There was only a 1.6 months’ supply of homes available for sale at the end of January, Six months is considered a more balanced market, so the current low inventory levels speak to the imbalance of supply and demand. Homes were only on the market for 19 days in January, which should continue to be supportive of home prices.
The median home price was reported at $350,300, which is up 15.4% year over year. Remember that the median home price is not the same as appreciation. It simply means half the homes sold were above that price and half were below it. This figure continues to be skewed by the mix of sales, as sales on the lower end are down sharply, while sales above $500,000 are much higher.
First-time homebuyers accounted for 27% of sales, which is down from 30% in December. Cash buyers rose sharply from 23% to 27%, while investors purchased 22% of homes, up from 17%. Foreclosures and short sales accounted for less than 1% of all transactions.
Construction Backlog Remains
Starts for single-family homes, which are the most important because they are in such high demand among buyers, fell by 5.6% from December to January. They were also 2.4% lower on an annual basis.
Building Permits, which are a good forward-looking indicator for Housing Starts, rose by 0.7% in January and they were up 0.8% year over year. Single-family permits also rose 6.8% in January, but they were still down 5% year over year.
One of the main takeaways is that the backlog of homes continues to grow. Completions fell by 5.2% in January and they were down 6.2% from the same time last year, speaking to the challenges builders are having with materials and labor.

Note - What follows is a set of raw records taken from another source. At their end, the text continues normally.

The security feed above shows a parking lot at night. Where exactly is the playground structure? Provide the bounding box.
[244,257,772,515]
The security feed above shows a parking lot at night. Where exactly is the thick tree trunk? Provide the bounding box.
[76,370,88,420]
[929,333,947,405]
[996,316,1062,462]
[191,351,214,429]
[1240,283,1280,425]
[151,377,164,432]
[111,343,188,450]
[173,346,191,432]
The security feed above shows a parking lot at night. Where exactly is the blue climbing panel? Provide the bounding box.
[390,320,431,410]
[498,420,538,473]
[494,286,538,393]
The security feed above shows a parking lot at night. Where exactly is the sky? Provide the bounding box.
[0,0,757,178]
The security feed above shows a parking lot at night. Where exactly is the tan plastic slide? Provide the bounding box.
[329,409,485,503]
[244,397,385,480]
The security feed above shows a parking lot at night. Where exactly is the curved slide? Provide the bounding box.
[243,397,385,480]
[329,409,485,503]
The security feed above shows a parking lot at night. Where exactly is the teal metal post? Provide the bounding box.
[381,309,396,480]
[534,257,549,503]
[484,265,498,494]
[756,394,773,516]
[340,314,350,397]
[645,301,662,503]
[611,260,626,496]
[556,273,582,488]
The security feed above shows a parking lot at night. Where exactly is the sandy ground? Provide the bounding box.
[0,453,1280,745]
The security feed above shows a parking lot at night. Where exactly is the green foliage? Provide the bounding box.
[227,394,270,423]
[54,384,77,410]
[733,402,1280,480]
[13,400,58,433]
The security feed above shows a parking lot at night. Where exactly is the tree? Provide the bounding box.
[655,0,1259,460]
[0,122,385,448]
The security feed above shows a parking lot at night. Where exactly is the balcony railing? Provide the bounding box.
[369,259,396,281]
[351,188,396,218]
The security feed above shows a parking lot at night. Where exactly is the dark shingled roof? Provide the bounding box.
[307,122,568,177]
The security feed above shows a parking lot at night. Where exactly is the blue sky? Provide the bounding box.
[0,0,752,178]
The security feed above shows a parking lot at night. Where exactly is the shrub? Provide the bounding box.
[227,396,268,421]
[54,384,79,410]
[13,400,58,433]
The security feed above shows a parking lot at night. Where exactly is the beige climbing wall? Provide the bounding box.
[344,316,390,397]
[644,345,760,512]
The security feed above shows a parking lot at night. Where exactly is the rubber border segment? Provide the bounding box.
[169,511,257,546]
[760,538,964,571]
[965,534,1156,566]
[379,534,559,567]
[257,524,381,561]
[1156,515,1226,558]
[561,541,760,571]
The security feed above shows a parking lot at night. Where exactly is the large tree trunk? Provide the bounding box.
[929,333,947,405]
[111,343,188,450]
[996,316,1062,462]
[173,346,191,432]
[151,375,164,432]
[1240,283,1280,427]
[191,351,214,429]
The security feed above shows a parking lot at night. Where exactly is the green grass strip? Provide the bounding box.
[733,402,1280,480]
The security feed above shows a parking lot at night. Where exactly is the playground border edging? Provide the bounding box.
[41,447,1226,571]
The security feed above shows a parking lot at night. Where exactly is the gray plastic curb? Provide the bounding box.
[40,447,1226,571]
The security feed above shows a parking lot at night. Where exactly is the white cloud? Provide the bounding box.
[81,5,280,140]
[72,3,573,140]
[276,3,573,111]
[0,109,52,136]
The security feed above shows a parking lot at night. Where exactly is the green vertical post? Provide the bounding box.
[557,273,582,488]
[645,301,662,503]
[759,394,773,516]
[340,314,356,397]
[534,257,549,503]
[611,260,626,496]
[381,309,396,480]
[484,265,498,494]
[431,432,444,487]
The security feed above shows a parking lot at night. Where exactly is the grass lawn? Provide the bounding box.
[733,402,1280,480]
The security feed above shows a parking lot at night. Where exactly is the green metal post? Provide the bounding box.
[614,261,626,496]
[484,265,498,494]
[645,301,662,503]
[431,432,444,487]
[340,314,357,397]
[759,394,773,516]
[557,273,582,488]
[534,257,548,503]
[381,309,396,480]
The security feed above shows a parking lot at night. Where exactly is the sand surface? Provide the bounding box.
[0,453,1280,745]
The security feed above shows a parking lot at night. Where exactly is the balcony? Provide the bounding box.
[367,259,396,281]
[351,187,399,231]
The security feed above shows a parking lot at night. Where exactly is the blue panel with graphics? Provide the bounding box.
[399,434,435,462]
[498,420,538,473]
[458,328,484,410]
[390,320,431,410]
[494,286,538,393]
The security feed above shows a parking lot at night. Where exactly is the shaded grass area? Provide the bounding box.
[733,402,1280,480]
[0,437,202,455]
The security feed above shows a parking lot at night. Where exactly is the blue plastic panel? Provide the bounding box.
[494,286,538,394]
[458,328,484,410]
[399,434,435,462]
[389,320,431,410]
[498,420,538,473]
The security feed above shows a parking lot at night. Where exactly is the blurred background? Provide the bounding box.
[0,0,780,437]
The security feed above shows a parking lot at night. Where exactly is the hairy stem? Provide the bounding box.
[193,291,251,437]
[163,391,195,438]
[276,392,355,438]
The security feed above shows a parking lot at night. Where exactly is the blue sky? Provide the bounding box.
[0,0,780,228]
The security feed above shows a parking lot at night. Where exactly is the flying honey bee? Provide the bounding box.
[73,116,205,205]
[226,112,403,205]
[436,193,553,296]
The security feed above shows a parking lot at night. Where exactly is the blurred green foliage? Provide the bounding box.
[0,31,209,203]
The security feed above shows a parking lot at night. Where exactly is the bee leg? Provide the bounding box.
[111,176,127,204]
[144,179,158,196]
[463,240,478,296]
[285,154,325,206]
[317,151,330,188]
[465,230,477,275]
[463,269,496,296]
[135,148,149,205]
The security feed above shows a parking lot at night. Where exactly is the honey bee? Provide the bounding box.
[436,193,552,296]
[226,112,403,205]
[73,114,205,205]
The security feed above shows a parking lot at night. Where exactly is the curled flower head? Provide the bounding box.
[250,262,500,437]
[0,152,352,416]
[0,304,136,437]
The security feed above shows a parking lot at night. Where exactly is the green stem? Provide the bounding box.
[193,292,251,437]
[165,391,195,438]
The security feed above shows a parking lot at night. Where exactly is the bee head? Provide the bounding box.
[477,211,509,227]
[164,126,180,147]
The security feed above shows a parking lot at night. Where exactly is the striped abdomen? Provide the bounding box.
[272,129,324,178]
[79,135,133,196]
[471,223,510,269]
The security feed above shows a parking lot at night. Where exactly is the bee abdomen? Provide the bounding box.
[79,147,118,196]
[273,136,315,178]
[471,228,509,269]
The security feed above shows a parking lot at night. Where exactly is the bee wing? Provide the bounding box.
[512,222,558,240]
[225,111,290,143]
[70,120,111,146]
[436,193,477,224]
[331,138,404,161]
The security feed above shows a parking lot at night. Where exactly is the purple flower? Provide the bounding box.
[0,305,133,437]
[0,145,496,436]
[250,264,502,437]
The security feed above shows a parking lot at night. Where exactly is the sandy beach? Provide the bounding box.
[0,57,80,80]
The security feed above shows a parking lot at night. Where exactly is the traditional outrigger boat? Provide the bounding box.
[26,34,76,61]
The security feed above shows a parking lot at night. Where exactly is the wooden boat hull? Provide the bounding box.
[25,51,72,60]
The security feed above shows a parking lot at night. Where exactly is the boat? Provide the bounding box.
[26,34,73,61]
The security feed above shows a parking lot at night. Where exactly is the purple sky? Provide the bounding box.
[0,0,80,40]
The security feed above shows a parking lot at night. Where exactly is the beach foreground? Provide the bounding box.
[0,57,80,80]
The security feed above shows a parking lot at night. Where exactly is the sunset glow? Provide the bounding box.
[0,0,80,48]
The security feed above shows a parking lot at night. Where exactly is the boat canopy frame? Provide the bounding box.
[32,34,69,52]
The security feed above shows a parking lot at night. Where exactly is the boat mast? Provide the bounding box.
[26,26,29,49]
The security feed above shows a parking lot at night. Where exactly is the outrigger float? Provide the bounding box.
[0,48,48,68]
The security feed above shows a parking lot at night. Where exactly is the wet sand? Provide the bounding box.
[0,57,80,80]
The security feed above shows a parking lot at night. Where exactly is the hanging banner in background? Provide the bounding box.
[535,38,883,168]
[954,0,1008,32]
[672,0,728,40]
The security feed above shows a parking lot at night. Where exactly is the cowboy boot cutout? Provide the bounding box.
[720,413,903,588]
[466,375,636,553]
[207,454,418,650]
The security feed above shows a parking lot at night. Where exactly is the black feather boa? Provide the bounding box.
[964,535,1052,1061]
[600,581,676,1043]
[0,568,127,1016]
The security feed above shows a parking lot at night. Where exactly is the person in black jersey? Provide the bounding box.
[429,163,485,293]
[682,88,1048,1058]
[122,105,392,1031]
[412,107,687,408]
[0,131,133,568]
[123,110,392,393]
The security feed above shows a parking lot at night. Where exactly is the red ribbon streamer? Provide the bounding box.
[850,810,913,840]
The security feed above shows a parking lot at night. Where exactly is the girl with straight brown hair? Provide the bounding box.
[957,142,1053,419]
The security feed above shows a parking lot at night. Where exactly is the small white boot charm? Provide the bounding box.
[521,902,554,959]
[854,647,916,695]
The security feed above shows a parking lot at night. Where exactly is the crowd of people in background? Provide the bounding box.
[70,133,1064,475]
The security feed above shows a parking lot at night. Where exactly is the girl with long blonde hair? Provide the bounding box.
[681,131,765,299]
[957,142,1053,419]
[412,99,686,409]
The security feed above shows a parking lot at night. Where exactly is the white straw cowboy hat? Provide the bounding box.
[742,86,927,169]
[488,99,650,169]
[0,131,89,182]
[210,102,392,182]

In addition, homes authorized but not yet started increased by 4.9% in January and they were up 37.3% year over year. Single-family homes authorized but not yet started are up 32.5% year over year.
Builders will continue to try and put more inventory on the market, but they are significantly lagging demand, especially on the single-family home front. This ongoing imbalance in supply and demand should continue to be supportive of home prices.
Builders Remain Confident Despite Rising Costs and Labor Shortages
For perspective, this index was at 80 last October, 83 in November and reached an all-time high of 90 in November 2020.
Looking at the components of the index, current sales conditions rose 1 point to 90, sales expectations for the next six months fell 2 points to 80, and buyer traffic also dropped 4 points to 65.
NAHB’s chief economist, Robert Dietz, said, “Residential construction costs are up 21% on a year-over-year basis, and these higher development costs have hit first-time buyers particularly hard.”
The bottom line is that the high demand for homes has kept builders confident even in the face of higher building material costs and the lack of skilled labor.
Wholesale Inflation Continues to Set Record Highs
The Producer Price Index, which measures inflation on the wholesale level, came in double market expectations, rising 1% in January. On a year over year basis, the index decreased from December’s revised higher reading of 9.8% to 9.7%. This is just off December’s record high since the methodology for collecting data was changed in 2010.
Core PPI, which strips out volatile food and energy prices, rose 0.8% in January, coming in hotter than expectations of 0.5%. The year over year figure remained at a record 8.3%.
Producer inflation remains elevated, which often leads to hotter consumer inflation levels, as producers pass those higher costs along to consumers.
Remember, inflation is the arch enemy of fixed investments like Mortgage Bonds because it erodes the buying power of a Bond’s fixed rate of return. If inflation is rising, investors demand a rate of return to combat the faster pace of erosion due to inflation, causing interest rates to rise.
This is why keeping an eye on inflation, and what the Fed may do in the coming months to bring inflation in check, remains critical.